There are those extra busy times on the farm like the coming seeding season where it’s all go. It may mean longer than normal hours and possible sleep deprivation. A lack of sleep not only reduces our ability to perform work effectively, it also reduces our ability to work safely.

Some have regarded sleep as a useless waste of time with no purpose - NOT TRUE.
Science and medicine are discovering more and more about the role of sleep, especially deep sleep, and its influence on our mental and physical wellbeing and health.

How much sleep do we really need? Eight hours seems to be the standard amount of sleep recommended at night but this is not true for everyone:

  • Infants and toddlers need most - 9 to 10 hours at night plus day naps;
  • School age including teenagers - do best with 9 to 11 hours at night;
  • Most adults - 7 to 8 hours a night;
  • Older adults need the same as younger adults but sleep lighter and for shorter periods than younger adults.

Some people just need fewer hours of six or less a night without ill effects. The need for less or even more sleep can run in families (suggesting a genetic basis).

What are the effects of lack of sleep? While we’re sleeping, our body is busy tending to our physical and mental health and getting us ready for another day. Lack of sleep leads into:-

  • Mood swings;
  • Drowsiness and irritability during the day;
  • Impaired judgement and reaction time;
  • Poor concentration, hinders memory, attention;
  • Poor physical coordination - dangerous accidents;
  • High blood pressure, heart disease;
  • Depression.

Regularly sleeping less than 5 hours is associated with poor physical health. There is a debate whether poor health causes lost sleep or lost sleep results in poor health?

Sleep may be more difficult to come by as we age and this can be traced to treatable health issues that cause interrupted sleep. Some factors that could cause sleep difficulties:-

  • Sleep disorders - sleep-apnoea, restless leg/arm syndrome, leg cramps;
  • Pain from conditions like arthritis, heartburn, back pain, headaches;
  • A frequent need to urinate;
  • Illness - depression, coughing, shortness of breath;
  • Medications - some medications can disrupt sleep;
  • Menopause - hot flushes, night sweats.

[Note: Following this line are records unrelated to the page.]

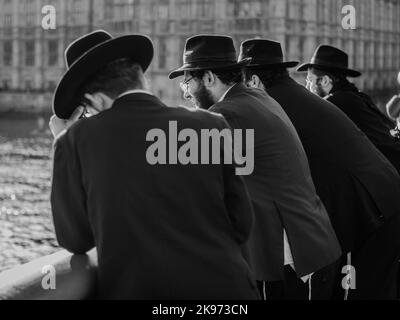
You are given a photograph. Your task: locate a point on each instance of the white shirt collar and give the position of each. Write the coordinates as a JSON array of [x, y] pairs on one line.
[[134, 91], [226, 92]]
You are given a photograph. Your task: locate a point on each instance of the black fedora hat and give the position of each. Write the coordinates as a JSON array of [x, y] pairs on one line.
[[330, 58], [88, 55], [264, 53], [208, 52]]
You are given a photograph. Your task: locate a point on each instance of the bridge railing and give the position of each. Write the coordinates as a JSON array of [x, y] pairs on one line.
[[60, 276]]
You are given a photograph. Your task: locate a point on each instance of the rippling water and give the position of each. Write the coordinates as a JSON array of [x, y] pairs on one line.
[[26, 228]]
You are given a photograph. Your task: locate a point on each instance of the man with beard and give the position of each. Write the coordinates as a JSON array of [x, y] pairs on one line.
[[327, 77], [149, 223], [357, 184], [293, 237]]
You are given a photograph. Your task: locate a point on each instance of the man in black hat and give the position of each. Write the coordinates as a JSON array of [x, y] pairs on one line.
[[327, 77], [155, 235], [293, 236], [357, 184]]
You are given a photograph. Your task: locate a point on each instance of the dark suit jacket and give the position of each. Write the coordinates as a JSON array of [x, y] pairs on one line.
[[357, 184], [361, 110], [163, 231], [281, 189]]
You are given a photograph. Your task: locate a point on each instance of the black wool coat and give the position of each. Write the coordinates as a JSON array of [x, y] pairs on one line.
[[281, 189], [161, 231], [360, 108], [357, 184]]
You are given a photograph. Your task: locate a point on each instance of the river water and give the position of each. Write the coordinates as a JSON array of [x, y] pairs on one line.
[[26, 228]]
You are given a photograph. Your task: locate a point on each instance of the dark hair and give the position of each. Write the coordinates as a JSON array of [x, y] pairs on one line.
[[117, 77], [336, 75], [267, 75], [227, 77]]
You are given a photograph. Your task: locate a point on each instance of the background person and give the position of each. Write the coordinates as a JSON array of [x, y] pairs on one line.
[[357, 184]]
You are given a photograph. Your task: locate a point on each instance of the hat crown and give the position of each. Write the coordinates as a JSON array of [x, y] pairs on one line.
[[330, 56], [209, 48], [261, 51], [85, 43]]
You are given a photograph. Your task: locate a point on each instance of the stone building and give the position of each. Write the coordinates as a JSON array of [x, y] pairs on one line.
[[31, 58]]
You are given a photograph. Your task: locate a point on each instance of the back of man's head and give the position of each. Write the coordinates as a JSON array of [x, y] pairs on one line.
[[267, 75], [116, 78]]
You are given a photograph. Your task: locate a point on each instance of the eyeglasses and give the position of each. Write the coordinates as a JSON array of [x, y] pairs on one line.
[[185, 84], [310, 80], [87, 105]]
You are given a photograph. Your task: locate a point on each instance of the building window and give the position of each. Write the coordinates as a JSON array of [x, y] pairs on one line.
[[7, 22], [7, 53], [30, 53], [162, 60], [53, 52], [163, 9], [28, 85], [6, 84]]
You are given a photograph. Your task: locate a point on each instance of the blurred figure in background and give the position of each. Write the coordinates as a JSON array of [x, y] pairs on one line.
[[327, 77], [393, 111], [357, 184]]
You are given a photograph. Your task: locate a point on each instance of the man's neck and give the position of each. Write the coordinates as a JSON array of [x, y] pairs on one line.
[[225, 90], [139, 90]]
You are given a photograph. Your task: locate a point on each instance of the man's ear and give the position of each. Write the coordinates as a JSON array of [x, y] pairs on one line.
[[99, 100], [255, 81], [326, 81], [209, 79]]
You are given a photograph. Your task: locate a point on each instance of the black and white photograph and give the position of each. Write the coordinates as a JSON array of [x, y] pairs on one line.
[[203, 156]]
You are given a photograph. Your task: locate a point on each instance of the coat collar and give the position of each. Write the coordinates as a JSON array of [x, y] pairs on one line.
[[235, 89], [137, 98]]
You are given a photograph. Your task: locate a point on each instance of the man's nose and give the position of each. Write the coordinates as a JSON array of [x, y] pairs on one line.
[[187, 95]]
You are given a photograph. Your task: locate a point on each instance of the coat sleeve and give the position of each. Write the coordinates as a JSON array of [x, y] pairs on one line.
[[237, 199], [68, 200]]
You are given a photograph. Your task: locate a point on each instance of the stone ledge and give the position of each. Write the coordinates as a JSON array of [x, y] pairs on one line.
[[75, 278]]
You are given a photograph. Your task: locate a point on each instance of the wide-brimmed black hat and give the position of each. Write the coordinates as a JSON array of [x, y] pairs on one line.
[[264, 53], [88, 55], [208, 52], [330, 58]]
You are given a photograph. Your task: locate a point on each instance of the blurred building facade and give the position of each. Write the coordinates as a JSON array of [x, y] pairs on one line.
[[32, 61]]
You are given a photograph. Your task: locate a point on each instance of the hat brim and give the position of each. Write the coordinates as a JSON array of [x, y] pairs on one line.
[[207, 66], [287, 64], [349, 72], [139, 48]]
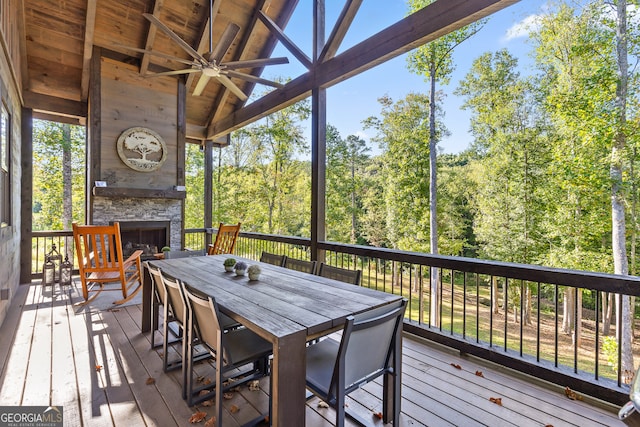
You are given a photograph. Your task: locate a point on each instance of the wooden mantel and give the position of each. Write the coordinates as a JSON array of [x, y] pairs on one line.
[[119, 192]]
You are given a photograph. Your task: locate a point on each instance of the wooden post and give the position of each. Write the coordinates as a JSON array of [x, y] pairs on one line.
[[318, 141], [26, 196]]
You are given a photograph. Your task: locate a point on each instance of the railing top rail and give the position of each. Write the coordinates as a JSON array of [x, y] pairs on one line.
[[629, 285]]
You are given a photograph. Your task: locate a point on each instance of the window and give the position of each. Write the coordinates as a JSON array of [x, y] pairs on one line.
[[5, 184]]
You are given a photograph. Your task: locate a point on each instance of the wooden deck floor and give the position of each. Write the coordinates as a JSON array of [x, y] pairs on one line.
[[98, 366]]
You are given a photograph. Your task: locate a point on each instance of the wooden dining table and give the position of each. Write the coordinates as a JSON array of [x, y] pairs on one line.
[[285, 307]]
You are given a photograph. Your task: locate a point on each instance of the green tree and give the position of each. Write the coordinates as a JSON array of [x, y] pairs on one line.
[[512, 156], [58, 175]]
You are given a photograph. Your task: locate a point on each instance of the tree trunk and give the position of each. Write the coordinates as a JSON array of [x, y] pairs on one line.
[[67, 205], [578, 323], [607, 308], [568, 309], [433, 218], [495, 308], [620, 260]]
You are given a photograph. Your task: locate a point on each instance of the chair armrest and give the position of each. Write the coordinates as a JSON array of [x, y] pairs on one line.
[[133, 258]]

Some helpful tips for getting a good night’s sleep are:-

  • Go to bed and get up at the same time each day, this synchronizes our body clock;
  • Aim for daily exercise before evenings;
  • Avoid caffeine, nicotine and alcohol;
  • Relax before bed i.e. warm shower/bed or reading;
  • Keep bedroom quiet, dark and a comfortable temperature;
  • Use bedroom/bed only for sleeping or intimacy - not as a lounge room for watching TV, studying i.e. the bed is associated with sleeping;
  • Follow medication advices.

As a general rule, if we can’t sleep, we shouldn’t lie in bed. Leave the bedroom and do a quiet activity that doesn’t stimulate us.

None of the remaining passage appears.